Anomaly-detection models — a category of ML system — do not share this constraint. They surface activity that is unusual relative to learned baselines without requiring that the unusualness have been pre-specified. This is not a theoretical advantage. It is routinely the mechanism by which novel typologies are discovered and then formalized into investigation playbooks and, eventually, rule form. An institution running only rule-based monitoring is, by definition, a lagging detector of typologies. An institution running ML-based monitoring with anomaly components has a leading indicator.
From a regulatory perspective, this matters in an increasingly adversarial direction. Enforcement focus is shifting — slowly, but visibly — toward whether institutions are detecting the typologies that matter, not whether they are filing SARs against the typologies that have historically mattered. An institution that can demonstrate it has active detection capacity for emerging patterns is in a better posture, not worse, than one that can only point at its rule set.
What "ML-native" means, and what it doesn't
We use the phrase "ML-native" deliberately. It is not a claim that every detection component is a neural network. It is a claim about architectural philosophy.
An ML-native system treats machine learning as the primary detection substrate and rules as narrow, well-understood, surgical complements where they make sense (for example: sanctions screening, where rules are the right tool because sanctions lists are exhaustive and the detection problem is exact-match). An ML-bolt-on system, by contrast, treats rules as the primary substrate and uses machine learning to re-score or deprioritize rule outputs. The distinction matters because ML-bolt-on systems inherit the blind spots of the rule substrate — they can suppress noise, but they cannot surface activity that the rule substrate missed entirely.
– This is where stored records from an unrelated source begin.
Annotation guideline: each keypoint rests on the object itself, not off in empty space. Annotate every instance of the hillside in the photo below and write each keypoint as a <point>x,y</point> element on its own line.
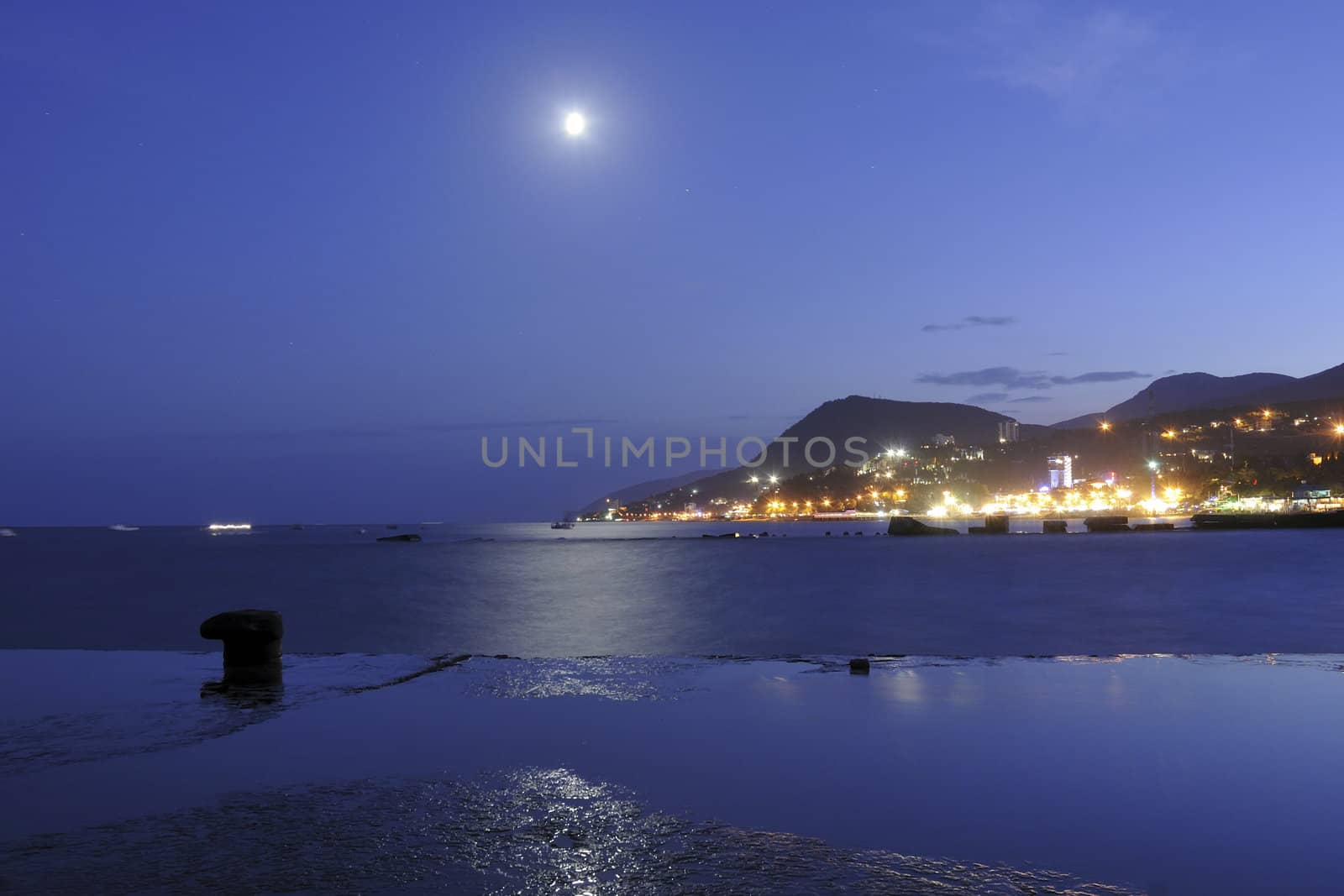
<point>885,423</point>
<point>1194,391</point>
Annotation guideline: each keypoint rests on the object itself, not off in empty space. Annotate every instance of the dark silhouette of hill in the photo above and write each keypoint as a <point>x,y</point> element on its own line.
<point>643,490</point>
<point>880,422</point>
<point>1196,391</point>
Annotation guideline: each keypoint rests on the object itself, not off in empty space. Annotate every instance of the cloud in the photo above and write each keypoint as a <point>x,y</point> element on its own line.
<point>1011,378</point>
<point>1088,62</point>
<point>508,425</point>
<point>1100,376</point>
<point>965,322</point>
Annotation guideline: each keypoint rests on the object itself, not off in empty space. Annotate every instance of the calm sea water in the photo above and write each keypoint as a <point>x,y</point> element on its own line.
<point>660,589</point>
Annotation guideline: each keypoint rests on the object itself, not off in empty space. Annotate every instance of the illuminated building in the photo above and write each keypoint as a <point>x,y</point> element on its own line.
<point>1061,470</point>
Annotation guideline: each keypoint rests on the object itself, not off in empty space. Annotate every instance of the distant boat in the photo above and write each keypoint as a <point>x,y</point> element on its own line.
<point>228,528</point>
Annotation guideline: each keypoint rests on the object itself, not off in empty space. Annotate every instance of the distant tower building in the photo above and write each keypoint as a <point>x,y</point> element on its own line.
<point>1061,470</point>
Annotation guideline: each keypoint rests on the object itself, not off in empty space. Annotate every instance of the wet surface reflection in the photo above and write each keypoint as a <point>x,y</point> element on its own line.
<point>537,831</point>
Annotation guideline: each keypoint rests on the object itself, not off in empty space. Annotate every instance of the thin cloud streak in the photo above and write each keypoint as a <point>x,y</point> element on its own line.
<point>1088,63</point>
<point>1011,378</point>
<point>967,322</point>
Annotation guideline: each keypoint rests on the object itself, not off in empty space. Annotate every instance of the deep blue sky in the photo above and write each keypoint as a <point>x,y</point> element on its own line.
<point>264,261</point>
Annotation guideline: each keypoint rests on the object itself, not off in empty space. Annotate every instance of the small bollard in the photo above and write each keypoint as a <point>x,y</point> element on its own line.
<point>252,644</point>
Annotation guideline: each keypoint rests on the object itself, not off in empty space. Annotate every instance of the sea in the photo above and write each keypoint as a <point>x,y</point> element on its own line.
<point>638,708</point>
<point>627,589</point>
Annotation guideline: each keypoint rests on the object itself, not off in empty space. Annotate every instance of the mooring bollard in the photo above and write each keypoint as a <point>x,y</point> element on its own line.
<point>252,644</point>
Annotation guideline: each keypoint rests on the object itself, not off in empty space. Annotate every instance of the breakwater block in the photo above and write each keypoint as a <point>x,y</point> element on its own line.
<point>252,644</point>
<point>1108,524</point>
<point>1234,520</point>
<point>909,526</point>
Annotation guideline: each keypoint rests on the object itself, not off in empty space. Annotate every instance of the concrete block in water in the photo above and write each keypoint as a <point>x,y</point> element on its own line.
<point>907,526</point>
<point>252,642</point>
<point>996,524</point>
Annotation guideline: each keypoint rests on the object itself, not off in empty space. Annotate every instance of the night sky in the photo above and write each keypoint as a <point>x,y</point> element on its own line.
<point>292,261</point>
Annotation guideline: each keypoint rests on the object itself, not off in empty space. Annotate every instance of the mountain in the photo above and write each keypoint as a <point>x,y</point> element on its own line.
<point>1198,391</point>
<point>880,422</point>
<point>1310,389</point>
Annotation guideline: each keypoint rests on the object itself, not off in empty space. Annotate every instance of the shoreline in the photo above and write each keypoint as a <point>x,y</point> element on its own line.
<point>1090,766</point>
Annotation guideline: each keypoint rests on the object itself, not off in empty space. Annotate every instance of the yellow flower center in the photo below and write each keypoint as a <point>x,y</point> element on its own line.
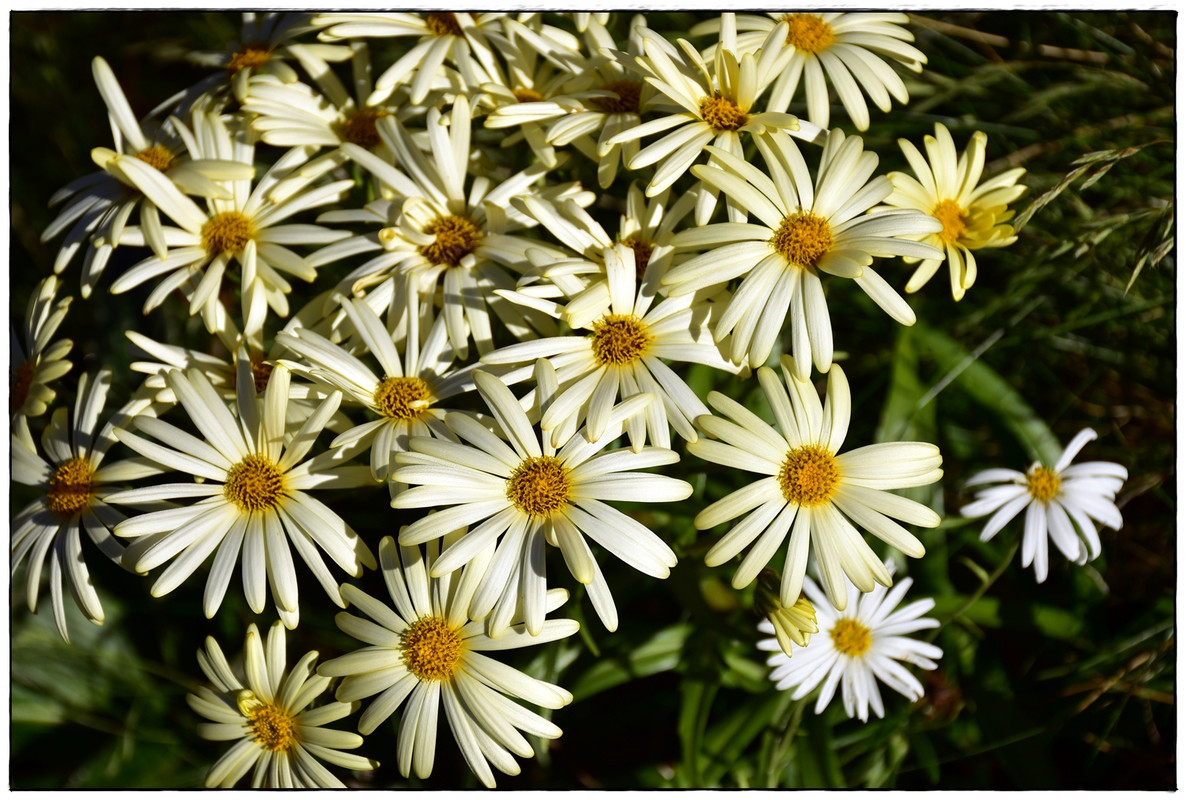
<point>250,56</point>
<point>528,96</point>
<point>21,382</point>
<point>803,238</point>
<point>626,102</point>
<point>456,238</point>
<point>444,24</point>
<point>254,484</point>
<point>71,488</point>
<point>227,232</point>
<point>809,475</point>
<point>158,157</point>
<point>359,127</point>
<point>722,114</point>
<point>850,638</point>
<point>431,648</point>
<point>619,339</point>
<point>809,32</point>
<point>402,398</point>
<point>952,218</point>
<point>539,486</point>
<point>643,250</point>
<point>1043,484</point>
<point>274,728</point>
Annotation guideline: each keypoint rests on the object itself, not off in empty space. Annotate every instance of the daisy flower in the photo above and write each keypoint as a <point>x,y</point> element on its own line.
<point>804,228</point>
<point>973,216</point>
<point>460,39</point>
<point>442,232</point>
<point>265,709</point>
<point>253,497</point>
<point>623,353</point>
<point>848,51</point>
<point>1062,503</point>
<point>811,494</point>
<point>406,392</point>
<point>427,652</point>
<point>75,485</point>
<point>712,106</point>
<point>858,650</point>
<point>523,492</point>
<point>246,229</point>
<point>97,206</point>
<point>42,359</point>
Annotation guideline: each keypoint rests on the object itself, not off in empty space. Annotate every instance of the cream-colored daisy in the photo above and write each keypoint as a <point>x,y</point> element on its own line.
<point>522,493</point>
<point>97,206</point>
<point>263,708</point>
<point>459,39</point>
<point>811,494</point>
<point>856,650</point>
<point>75,485</point>
<point>254,497</point>
<point>973,216</point>
<point>846,50</point>
<point>426,652</point>
<point>803,228</point>
<point>713,104</point>
<point>620,352</point>
<point>405,395</point>
<point>247,229</point>
<point>444,234</point>
<point>42,359</point>
<point>1063,504</point>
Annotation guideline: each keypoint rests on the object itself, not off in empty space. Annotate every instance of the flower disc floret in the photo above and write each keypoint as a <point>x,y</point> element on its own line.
<point>359,127</point>
<point>952,218</point>
<point>254,484</point>
<point>402,398</point>
<point>1043,484</point>
<point>626,102</point>
<point>227,232</point>
<point>432,648</point>
<point>619,339</point>
<point>809,475</point>
<point>722,114</point>
<point>803,238</point>
<point>456,238</point>
<point>71,488</point>
<point>539,486</point>
<point>850,638</point>
<point>158,157</point>
<point>809,32</point>
<point>249,57</point>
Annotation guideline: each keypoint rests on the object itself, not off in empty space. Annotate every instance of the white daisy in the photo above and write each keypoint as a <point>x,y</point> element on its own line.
<point>444,232</point>
<point>426,652</point>
<point>810,486</point>
<point>405,396</point>
<point>523,493</point>
<point>1063,503</point>
<point>973,216</point>
<point>246,229</point>
<point>712,106</point>
<point>620,351</point>
<point>856,650</point>
<point>804,228</point>
<point>254,494</point>
<point>444,37</point>
<point>847,50</point>
<point>75,487</point>
<point>42,359</point>
<point>265,709</point>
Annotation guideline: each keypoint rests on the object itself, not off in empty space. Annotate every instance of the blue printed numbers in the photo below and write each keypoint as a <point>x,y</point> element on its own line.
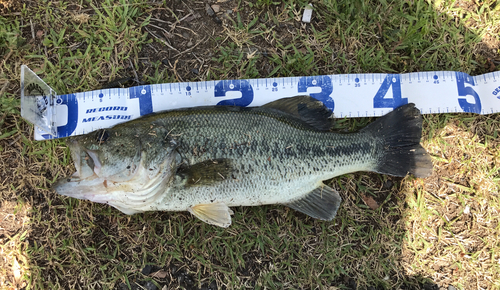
<point>143,93</point>
<point>463,91</point>
<point>243,86</point>
<point>390,81</point>
<point>324,82</point>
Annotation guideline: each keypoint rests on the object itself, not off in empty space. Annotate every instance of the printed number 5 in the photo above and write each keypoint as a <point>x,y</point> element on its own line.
<point>390,81</point>
<point>463,91</point>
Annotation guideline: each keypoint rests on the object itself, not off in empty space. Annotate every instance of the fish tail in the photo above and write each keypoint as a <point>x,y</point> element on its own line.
<point>399,133</point>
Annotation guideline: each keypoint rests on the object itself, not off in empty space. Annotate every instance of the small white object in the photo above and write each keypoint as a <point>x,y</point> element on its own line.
<point>306,17</point>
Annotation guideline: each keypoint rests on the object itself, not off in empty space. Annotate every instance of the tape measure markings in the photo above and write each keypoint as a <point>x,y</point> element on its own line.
<point>348,95</point>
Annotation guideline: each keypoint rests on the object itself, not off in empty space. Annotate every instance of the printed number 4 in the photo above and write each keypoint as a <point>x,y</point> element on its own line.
<point>390,81</point>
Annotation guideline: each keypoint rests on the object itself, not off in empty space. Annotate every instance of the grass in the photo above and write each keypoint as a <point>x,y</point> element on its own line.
<point>441,230</point>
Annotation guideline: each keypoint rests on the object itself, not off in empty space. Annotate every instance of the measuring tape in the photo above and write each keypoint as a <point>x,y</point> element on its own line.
<point>347,95</point>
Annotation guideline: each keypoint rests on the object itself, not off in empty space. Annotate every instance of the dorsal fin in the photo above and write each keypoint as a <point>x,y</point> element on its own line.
<point>305,108</point>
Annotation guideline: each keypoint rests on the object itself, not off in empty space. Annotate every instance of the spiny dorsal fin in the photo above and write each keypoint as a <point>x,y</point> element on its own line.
<point>206,173</point>
<point>321,203</point>
<point>216,213</point>
<point>305,108</point>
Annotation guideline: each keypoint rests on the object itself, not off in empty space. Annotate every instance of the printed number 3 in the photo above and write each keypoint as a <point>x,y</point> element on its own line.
<point>390,81</point>
<point>463,91</point>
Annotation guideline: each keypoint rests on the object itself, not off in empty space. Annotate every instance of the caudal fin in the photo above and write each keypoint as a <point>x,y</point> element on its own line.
<point>399,133</point>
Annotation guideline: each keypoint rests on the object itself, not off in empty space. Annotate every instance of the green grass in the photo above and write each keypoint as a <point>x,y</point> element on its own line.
<point>420,233</point>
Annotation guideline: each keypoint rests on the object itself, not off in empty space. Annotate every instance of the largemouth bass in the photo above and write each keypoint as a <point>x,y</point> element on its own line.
<point>207,159</point>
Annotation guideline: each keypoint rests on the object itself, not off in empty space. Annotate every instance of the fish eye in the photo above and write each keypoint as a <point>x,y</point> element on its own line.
<point>102,136</point>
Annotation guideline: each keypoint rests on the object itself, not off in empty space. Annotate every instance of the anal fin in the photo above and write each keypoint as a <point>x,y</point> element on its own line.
<point>217,213</point>
<point>321,203</point>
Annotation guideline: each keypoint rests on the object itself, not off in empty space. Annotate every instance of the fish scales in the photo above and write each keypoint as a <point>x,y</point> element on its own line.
<point>205,160</point>
<point>274,159</point>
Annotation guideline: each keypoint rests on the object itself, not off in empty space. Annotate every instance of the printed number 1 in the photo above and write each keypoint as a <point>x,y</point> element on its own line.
<point>463,91</point>
<point>390,81</point>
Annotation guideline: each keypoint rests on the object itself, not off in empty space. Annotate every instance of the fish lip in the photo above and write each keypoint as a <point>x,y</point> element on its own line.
<point>95,157</point>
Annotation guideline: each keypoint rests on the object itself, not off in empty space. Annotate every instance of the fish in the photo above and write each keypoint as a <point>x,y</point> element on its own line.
<point>205,160</point>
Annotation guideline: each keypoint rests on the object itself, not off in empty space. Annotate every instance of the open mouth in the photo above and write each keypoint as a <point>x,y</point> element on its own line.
<point>86,162</point>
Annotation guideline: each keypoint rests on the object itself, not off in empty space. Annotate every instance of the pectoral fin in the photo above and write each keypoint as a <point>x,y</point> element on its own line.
<point>217,214</point>
<point>321,203</point>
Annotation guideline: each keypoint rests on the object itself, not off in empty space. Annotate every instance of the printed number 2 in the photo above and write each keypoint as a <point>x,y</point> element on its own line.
<point>390,81</point>
<point>462,79</point>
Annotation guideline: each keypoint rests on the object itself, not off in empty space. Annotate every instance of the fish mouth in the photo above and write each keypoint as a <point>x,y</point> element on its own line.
<point>138,192</point>
<point>86,162</point>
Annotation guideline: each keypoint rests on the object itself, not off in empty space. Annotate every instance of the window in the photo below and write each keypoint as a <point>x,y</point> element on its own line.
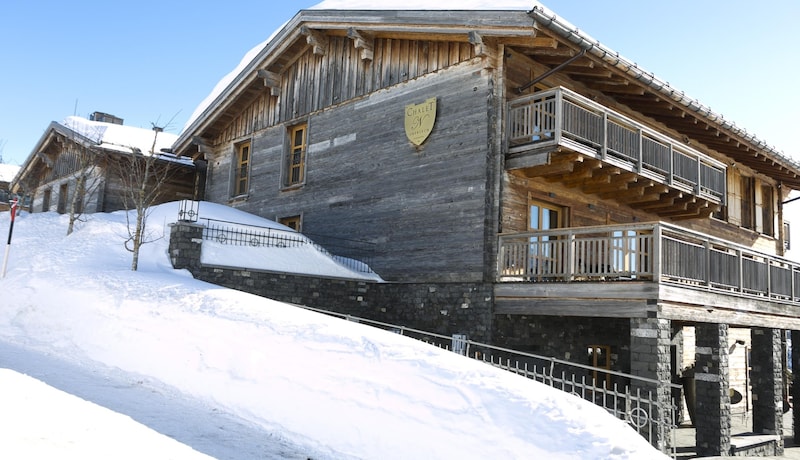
<point>63,194</point>
<point>293,222</point>
<point>787,235</point>
<point>543,250</point>
<point>767,210</point>
<point>296,158</point>
<point>748,190</point>
<point>241,174</point>
<point>46,200</point>
<point>600,357</point>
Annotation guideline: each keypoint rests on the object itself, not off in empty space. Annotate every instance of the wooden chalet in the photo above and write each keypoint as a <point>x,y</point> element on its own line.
<point>607,211</point>
<point>7,173</point>
<point>93,148</point>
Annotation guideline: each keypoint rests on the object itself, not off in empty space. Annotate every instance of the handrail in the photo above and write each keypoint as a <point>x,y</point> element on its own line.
<point>560,116</point>
<point>654,251</point>
<point>402,330</point>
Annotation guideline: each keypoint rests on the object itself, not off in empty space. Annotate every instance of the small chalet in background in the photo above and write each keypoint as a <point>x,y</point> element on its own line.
<point>601,215</point>
<point>7,173</point>
<point>92,147</point>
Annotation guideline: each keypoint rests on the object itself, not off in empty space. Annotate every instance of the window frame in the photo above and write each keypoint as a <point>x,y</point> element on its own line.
<point>296,156</point>
<point>241,163</point>
<point>288,220</point>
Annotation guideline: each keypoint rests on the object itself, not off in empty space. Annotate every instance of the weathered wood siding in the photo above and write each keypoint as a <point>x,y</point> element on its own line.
<point>424,208</point>
<point>314,82</point>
Being ML-native also imposes a discipline on the team building the system. It requires feature engineering as a first-class activity (not an afterthought), ensemble architecture that reconciles specialized models rather than voting among redundant rules, drift monitoring across multiple time horizons, and case-level explainability that is built into the system's output rather than reconstructed after the fact. These are engineering investments. They are also the investments that produce the case-level explainability that makes the system defensible in examination.
The argument, compressed
Let us compress the argument to its core. The reflex against ML in AML was grounded, a decade ago, in three concerns: examiners would not accept non-rule-based detection; ML systems could not produce case-level explanations; and the regulatory framework for model governance was not suited to ML. None of the three holds in 2026. Examiners routinely accept ML models where the model risk discipline is sound; case-level explainability techniques are mature and widely deployed; and SR 11-7 explicitly accommodates ML models under the same governance framework that applies to any other model type.
What remains is the work of building the surrounding discipline. That work is real, and it is why not every vendor claiming "ML-powered AML" actually ships defensible systems. But it is a question of execution, not of whether the approach is viable. The approach is viable. The institutions that understand that will be the ones writing better SARs, catching newer typologies, and facing examiners from a stronger posture in the cycles ahead.